Egenera, which has been doing virtualization way longer than most people, claims PAN is the epitome of what IDC calls “Virtualization 2.0,” the next step beyond simple VMware-style single server virtualization replete with scalability, faster provisioning, high availability, disaster recovery and resource balancing.
VMware and its hypervisor are bully at virtualizing one server at a time. PAN, on the other hand, takes VMware – or for that matter Xen or Microsoft’s Hyper-V when it finally gets here – it doesn’t care it’s hypervisor-agnostic – and virtualizes the data center, creating networks of virtual and physical servers.
It can move individual servers, groups of servers or entire systems from one place to another seamlessly and securely with verifiable disaster recovery and uptime.
Besides server farms, this little miracle also virtualizes storage and networking too.

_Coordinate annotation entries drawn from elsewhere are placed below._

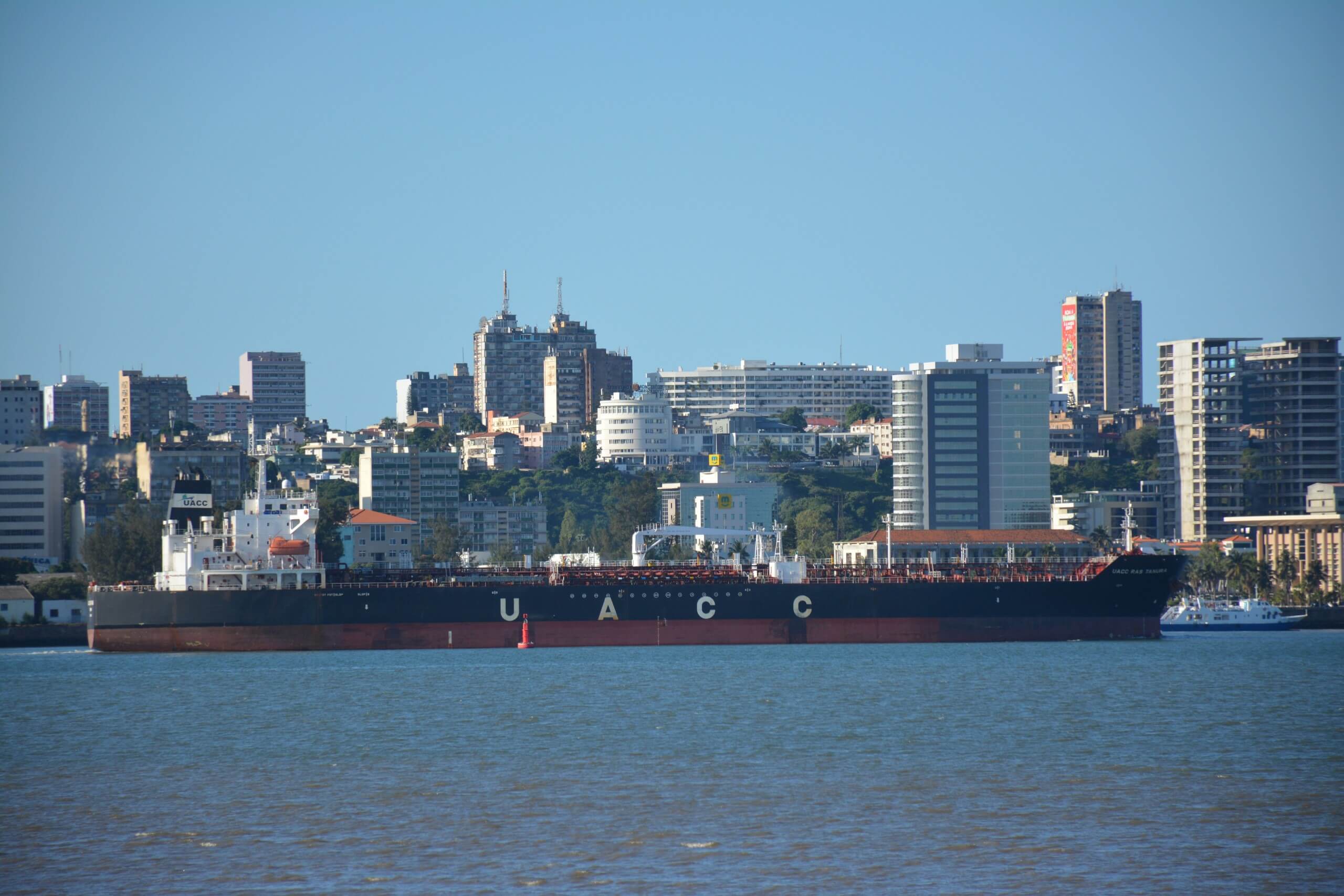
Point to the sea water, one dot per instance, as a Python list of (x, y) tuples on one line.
[(1196, 763)]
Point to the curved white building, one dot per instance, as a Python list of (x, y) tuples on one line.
[(635, 429)]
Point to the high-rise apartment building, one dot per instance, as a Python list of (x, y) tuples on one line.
[(971, 442), (151, 404), (20, 409), (1202, 436), (1102, 350), (1294, 413), (575, 383), (452, 394), (32, 504), (222, 413), (76, 404), (1245, 429), (409, 483), (817, 390), (508, 359), (277, 385)]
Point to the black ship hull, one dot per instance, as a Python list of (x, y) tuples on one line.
[(1122, 601)]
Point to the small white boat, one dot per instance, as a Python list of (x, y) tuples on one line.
[(1223, 614)]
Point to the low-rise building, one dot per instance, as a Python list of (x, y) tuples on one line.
[(407, 483), (718, 501), (380, 541), (15, 602), (491, 452), (538, 446), (32, 504), (879, 431), (225, 413), (1316, 536), (488, 527), (20, 409), (158, 464), (944, 546)]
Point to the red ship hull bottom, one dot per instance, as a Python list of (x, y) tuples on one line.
[(612, 633)]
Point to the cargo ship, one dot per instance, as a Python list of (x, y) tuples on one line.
[(253, 581)]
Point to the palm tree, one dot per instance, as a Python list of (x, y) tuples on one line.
[(1314, 578), (1242, 570), (1285, 571)]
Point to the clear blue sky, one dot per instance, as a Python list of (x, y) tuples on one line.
[(183, 182)]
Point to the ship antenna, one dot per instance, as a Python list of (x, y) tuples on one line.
[(1129, 527)]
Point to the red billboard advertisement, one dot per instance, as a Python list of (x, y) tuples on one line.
[(1069, 344)]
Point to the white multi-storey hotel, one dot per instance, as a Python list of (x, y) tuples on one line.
[(761, 387), (971, 442)]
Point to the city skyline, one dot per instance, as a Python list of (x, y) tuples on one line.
[(711, 186)]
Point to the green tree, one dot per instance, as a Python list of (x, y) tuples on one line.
[(815, 534), (565, 458), (793, 417), (588, 455), (1314, 578), (859, 412), (447, 541), (1285, 571), (631, 504), (1242, 571), (1209, 566), (125, 547), (572, 536), (469, 424), (1264, 575)]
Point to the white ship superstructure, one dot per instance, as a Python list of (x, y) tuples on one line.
[(1221, 614), (270, 543)]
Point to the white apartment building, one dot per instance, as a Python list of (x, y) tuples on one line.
[(76, 404), (1102, 350), (277, 385), (1294, 410), (508, 358), (636, 429), (761, 387), (32, 504), (225, 413), (877, 430), (407, 483), (1201, 436), (452, 394), (20, 409), (971, 442)]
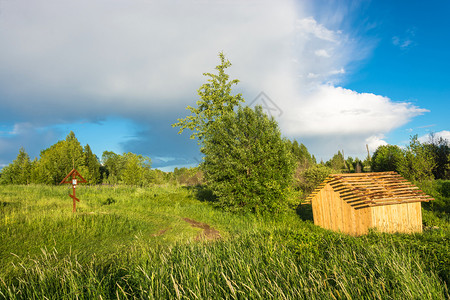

While HP makes like its rival Virtual Connect management software is now at the sundae stage lacking only the sprinkles and a cherry, Egenera CTO Peter Manca says HP is “still out milking the cow” and that IBM, which invented virtualization for its mainframes, is “still calving.”
Manca calls HP’s approach “disjointed” and “not integrated,” requiring manual intervention to achieve any, say, SAN failover – and then only on its blade servers, not on the many rack servers it sells.
HP can’t treat physical and virtual servers as if they were the same either, Egenera says; PAN can. It’s supposed to have anywhere from a two- to four-year lead on the market.
Egenera, which continues to sell and enhance its own Pan-integrated BladeFrame servers, decided to port its infrastructure virtualization magic to other people’s x86 machines late last year.
Fujitsu Siemens, which OEMs Egenera’s BladeFrames, was first to take it up on its offer and signed up for PAN on its industry standard Primergy servers.
Both the Dell and Fujitsu Siemens ports should appear on the market at about the same time before the end of this June.
Manca say the ports are pretty much done. Discussions between Dell and Egenera began nine months ago.
Dell’s deal is obviously not exclusive. PAN could still wind up on IBM and HP gear but both are closer rivals of Egenera on the hardware side than Dell is and both have not-invented-here sensitivities.
Dell intends to sell the widgetry on PowerEdge servers initially through its Advanced Solutions unit along with infrastructure consulting services. The widgetry is expected to wend its way to Dell’s channel.